Spidey's vision catches something that most wouldn't though. She looked up when she was falling, and she was...calm. Almost bored, as if this was just as fun as painting a wall. With a small brush.

Ted Kord has posed:
Ted Kord goes over to the edge and looks down, ready to deploy the building nets. Nope. "She Batman'd out on us. I still have no idea who she is. All right a mystery to solve for another day. I need to wipe the security cameras in the penthouse. Uhmmmm you get home to your aunt... oh Hell. Let me fly you over. We'll discuss where to put you where you can work flex time and some remote assignments.

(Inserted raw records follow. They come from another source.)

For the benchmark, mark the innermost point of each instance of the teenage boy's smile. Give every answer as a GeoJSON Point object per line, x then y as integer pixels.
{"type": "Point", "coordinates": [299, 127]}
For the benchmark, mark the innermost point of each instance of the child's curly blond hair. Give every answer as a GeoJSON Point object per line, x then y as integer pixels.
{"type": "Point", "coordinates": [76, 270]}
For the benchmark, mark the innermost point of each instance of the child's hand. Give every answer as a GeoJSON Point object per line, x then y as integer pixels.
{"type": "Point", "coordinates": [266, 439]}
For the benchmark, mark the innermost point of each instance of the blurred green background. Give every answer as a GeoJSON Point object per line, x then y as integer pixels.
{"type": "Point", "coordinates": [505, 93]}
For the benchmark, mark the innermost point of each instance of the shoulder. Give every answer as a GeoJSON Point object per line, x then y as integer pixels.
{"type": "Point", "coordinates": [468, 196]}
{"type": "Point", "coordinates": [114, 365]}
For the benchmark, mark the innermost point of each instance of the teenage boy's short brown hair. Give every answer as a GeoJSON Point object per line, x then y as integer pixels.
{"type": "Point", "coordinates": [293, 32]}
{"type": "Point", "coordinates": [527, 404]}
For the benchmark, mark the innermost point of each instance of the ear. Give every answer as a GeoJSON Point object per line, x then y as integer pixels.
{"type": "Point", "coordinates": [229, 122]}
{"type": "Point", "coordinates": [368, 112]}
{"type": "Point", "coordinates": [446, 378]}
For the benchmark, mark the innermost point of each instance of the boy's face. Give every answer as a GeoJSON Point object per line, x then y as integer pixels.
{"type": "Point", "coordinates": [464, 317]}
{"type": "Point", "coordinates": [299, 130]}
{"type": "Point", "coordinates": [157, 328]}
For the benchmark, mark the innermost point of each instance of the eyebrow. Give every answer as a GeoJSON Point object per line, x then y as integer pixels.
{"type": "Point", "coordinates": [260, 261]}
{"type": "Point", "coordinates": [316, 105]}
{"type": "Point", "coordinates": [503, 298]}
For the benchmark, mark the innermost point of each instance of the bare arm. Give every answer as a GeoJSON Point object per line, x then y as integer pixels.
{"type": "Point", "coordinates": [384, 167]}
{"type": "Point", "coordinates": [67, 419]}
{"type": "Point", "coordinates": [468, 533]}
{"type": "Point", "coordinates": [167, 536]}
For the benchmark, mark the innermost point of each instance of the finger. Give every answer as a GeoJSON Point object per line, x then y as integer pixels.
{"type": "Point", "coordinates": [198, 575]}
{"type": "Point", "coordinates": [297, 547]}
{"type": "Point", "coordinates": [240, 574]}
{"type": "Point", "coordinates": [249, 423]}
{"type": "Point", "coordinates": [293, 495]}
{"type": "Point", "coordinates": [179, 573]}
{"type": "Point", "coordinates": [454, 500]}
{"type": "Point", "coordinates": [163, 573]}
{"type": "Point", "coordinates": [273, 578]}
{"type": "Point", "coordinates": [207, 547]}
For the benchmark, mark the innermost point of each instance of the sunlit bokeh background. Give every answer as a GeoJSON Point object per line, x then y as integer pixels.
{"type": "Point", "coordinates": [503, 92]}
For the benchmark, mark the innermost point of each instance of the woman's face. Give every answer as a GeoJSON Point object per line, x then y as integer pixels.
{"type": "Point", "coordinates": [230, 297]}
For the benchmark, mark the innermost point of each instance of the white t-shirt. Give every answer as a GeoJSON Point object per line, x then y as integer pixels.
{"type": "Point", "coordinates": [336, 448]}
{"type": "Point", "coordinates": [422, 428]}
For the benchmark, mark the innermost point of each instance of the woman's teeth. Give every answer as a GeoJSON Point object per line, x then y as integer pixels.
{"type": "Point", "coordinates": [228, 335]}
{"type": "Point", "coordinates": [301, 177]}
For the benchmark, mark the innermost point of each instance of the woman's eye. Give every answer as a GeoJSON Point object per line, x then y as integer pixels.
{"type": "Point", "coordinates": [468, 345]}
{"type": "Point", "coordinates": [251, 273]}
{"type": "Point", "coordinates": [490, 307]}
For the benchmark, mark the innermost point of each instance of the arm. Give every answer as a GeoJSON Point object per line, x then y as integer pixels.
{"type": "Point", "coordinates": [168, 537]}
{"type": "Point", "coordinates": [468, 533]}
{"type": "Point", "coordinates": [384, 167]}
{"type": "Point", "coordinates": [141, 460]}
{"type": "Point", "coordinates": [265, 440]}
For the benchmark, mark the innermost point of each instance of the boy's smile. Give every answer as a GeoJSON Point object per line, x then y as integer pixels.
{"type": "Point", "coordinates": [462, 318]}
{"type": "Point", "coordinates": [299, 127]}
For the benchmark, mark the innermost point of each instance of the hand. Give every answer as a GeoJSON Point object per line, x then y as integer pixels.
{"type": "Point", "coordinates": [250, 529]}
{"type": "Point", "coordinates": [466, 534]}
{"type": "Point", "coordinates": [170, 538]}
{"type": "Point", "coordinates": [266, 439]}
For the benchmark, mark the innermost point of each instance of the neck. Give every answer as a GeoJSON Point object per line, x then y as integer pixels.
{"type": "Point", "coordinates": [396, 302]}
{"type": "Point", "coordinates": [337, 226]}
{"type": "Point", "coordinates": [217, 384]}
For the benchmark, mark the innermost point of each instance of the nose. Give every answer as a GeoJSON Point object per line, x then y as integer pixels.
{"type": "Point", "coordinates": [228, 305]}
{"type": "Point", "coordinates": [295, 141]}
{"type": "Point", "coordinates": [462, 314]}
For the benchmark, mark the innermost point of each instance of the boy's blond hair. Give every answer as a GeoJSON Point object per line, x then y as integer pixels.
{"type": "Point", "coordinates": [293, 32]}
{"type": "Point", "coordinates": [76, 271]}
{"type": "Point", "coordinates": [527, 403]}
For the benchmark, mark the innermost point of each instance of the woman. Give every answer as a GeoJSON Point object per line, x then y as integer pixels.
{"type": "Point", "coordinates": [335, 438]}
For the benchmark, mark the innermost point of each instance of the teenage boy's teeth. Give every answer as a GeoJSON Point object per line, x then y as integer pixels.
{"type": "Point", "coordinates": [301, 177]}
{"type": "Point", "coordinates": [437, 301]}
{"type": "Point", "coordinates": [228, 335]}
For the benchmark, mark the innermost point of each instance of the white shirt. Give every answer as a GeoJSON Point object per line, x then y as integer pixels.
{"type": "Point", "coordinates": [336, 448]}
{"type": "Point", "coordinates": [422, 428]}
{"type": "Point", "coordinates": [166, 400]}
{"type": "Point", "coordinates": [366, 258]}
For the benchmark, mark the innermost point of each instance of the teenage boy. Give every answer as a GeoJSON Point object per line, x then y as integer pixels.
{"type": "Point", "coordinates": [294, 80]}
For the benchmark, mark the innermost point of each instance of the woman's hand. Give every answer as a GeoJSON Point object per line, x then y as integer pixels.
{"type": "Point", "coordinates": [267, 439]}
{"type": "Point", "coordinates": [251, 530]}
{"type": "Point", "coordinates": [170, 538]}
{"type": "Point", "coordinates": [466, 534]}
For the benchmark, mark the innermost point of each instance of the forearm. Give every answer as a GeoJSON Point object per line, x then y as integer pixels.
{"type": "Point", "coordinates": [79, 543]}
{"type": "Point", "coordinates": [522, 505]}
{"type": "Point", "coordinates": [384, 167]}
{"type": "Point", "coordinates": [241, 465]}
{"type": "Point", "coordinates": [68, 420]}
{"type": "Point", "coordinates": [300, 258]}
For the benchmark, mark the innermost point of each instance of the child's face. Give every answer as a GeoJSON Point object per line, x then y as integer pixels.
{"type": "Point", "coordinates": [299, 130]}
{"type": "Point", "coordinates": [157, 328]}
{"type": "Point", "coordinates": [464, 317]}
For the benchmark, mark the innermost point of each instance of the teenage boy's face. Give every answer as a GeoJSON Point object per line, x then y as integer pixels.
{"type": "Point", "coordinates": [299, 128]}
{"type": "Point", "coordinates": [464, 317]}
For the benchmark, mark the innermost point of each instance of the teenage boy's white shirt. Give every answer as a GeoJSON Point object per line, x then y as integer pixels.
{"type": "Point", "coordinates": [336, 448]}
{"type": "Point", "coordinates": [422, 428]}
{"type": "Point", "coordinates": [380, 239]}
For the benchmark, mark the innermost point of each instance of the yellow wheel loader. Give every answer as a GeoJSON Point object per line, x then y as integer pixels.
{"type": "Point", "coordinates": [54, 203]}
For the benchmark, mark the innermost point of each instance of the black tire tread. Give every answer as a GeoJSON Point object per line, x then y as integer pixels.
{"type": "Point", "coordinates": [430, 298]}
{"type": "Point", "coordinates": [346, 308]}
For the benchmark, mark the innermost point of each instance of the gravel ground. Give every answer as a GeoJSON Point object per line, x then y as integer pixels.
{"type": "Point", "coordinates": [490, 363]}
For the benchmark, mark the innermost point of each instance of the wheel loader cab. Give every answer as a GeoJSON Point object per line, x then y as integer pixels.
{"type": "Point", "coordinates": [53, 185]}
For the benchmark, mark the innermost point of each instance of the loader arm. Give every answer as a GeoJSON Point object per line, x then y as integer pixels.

I'll. call the Bug." He wipes at his mouth and nose.

Peter Parker has posed:
Peter turns back to Ted and takes a deep breath. "I'll do whatever I can to contribute. I'm sorry to make this a problem for you..."

He didn't want special treatment, but he did want to do a good job.

"Right...okay, then. Thanks, Mr. Kord."

Ted Kord has posed:
Ted Kord shakes his head. "This is not a problem. Peter... I'm an odd duck. I have a genius level IQ, the equivalent of a couple degrees, at least... there aren't a lot of people I can talk to. I'm really lonely sometimes, even with my best friend around... who acts like an idiot sometimes. To have a person I can really geek out with is a joy. And the superheroing is gravy! Anyway... I will fix things as little as possible to accommodate your saving lives. I promise I will let you work your way up the ladder. I will not use my position to extort apple pie. All that. But I am flying you home to get a good night's sleep. Tomorrow is a school day."